Miscellaneous Modules

Modules included in this section

manage_types ^*
merge_table
split_fasta
fasta_splitter
ProjectToSample ^*

`manage_types` ^*

Authors: Menachem Sklarz
Affiliation: Bioinformatics core facility
Organization: National Institute of Biotechnology in the Negev, Ben Gurion University.

A module for managing file type without script creation.

Supports adding, deleting, copying and moving file types.

Requires

Output

Parameters that can be set

Parameter	Values	Comments
operation	add\|del\|mv\|cp	The operation to perform on the file type dictionary
scope	project\|sample	The scope on which to perform the operation. For ‘mv’ and ‘cp’ this is the source scope
type		The type on which to perform the operation. For ‘mv’ and ‘cp’ this is the source type
scope_trg	project\|sample	The destination scope for ‘mv’ and ‘cp’ operations
type_trg		The destination type for ‘mv’ and ‘cp’ operations
path		For ‘add’ operation, the value to insert in the file type.

Attention

The operations do NOT operate on the actual files! They only modify internal file types index.

Tip

You can combine several operations in one module instance, by passing lists to the parameters in the table above. All lists should be of the same length, or of length 1 (i.e. plain strings). Plain strings will be extrapolated to all operations. e.g., to delete one file type and add another, both at the project scope, pass [del,add] to the ‘operation’ parameter, and ‘project’ to the ‘scope’ parameter. The ‘path’ can also be a plain string. It will be extrapolated to ‘del’, as well, but will be ignored by it. See example lines below.

Lines for parameter file

manage_types1:
    module:             manage_types
    base:               STAR_bld_ind
    script_path:        
    scope:              project
    operation:          mv
    type:               trinity.contigs
    type_trg:           trinity.contigs
    scope_trg:          sample

manage_types1:
    module:             manage_types
    base:               trinity1
    script_path:        
    scope:              - project
                        - sample
                        - sample
                        - project
    operation:          - mv
                        - del
                        - cp
                        - add
    type:               - fasta.nucl
                        - fasta.nucl
                        - fastq.F
                        - bam
    type_trg:           [transcripts.nucl, None ,fastq.main, None]
    scope_trg:          sample
    path:               /path/to/mapping.bam   

`merge_table`

Authors: Menachem Sklarz
Affiliation: Bioinformatics core facility
Organization: National Institute of Biotechnology in the Negev, Ben Gurion University.

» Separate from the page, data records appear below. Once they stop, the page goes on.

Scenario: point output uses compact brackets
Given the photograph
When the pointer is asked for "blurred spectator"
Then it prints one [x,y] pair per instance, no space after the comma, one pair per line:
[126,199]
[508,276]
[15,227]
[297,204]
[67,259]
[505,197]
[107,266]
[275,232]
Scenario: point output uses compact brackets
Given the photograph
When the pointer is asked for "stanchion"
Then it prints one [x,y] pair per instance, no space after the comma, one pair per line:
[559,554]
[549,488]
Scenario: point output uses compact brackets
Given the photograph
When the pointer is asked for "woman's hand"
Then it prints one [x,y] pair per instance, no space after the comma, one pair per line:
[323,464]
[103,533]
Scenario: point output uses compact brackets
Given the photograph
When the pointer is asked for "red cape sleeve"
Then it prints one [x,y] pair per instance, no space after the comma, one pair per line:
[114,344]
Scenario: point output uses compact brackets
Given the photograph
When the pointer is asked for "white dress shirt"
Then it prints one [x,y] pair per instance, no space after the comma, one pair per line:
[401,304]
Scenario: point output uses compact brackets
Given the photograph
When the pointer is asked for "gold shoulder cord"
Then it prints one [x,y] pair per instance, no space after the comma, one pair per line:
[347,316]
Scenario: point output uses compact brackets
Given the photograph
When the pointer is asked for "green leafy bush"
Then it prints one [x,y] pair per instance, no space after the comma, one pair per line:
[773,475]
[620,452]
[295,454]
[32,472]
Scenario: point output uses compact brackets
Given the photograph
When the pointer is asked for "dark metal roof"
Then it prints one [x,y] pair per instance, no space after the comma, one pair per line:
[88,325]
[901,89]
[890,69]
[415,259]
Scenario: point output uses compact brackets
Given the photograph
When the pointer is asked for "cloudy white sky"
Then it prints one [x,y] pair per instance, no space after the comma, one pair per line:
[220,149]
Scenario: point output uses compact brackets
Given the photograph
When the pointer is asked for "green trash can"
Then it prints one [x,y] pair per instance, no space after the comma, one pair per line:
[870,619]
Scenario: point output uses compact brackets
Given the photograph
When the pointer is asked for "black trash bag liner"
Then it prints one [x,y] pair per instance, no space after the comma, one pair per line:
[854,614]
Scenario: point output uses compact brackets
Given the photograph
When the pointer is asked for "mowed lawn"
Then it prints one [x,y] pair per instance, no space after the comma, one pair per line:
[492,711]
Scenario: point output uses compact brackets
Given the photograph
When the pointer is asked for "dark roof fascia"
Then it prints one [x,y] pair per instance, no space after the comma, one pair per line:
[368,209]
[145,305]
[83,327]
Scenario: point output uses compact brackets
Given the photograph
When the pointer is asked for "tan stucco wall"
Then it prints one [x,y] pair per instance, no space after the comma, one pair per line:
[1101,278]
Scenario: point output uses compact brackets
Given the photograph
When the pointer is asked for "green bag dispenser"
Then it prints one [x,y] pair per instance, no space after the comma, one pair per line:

A module for merging sample tables into a single project-wide table, or into group tables by category.

The table can be with or without a header line.

Can be used for merging fasta and fastq files as well.

Important

When merging by category, the sample names will be set to the category level names for all subsequent steps.

Tip

You can merge several types at once by passing them as a list to type. If the type files have different numbers of header lines, pass a list of header line numbers with header. The header list must be of length 1 or identical to the length of type.

The extension of the resulting file will be the same as that of the files being merged, if they are all the same. If not, will not add an extension. To change the default behaviour, set an ext parameter with the extension to use, e.g. fna. If several types are being merged, if ext is a string, the string will be used for all types. For a different ext for each file type, use a list of strings, in the same order as the type parameter.

Attention

If you split sample-scope fasta files with fasta_splitter or split_fasta modules, the new subsamples are stored with a source category, containing the sample name from which the subsample was produced. When merging back into the sample scope, use scope: group and category: source.

Requires

A table file in any slot:
- sample_data[<sample>][<file.type>]

Output

Puts output files in the following slot:
- sample_data["project_data"][<file.type>]
Or, for merging by category, in the following slot:
- sample_data[category_level][<file.type>]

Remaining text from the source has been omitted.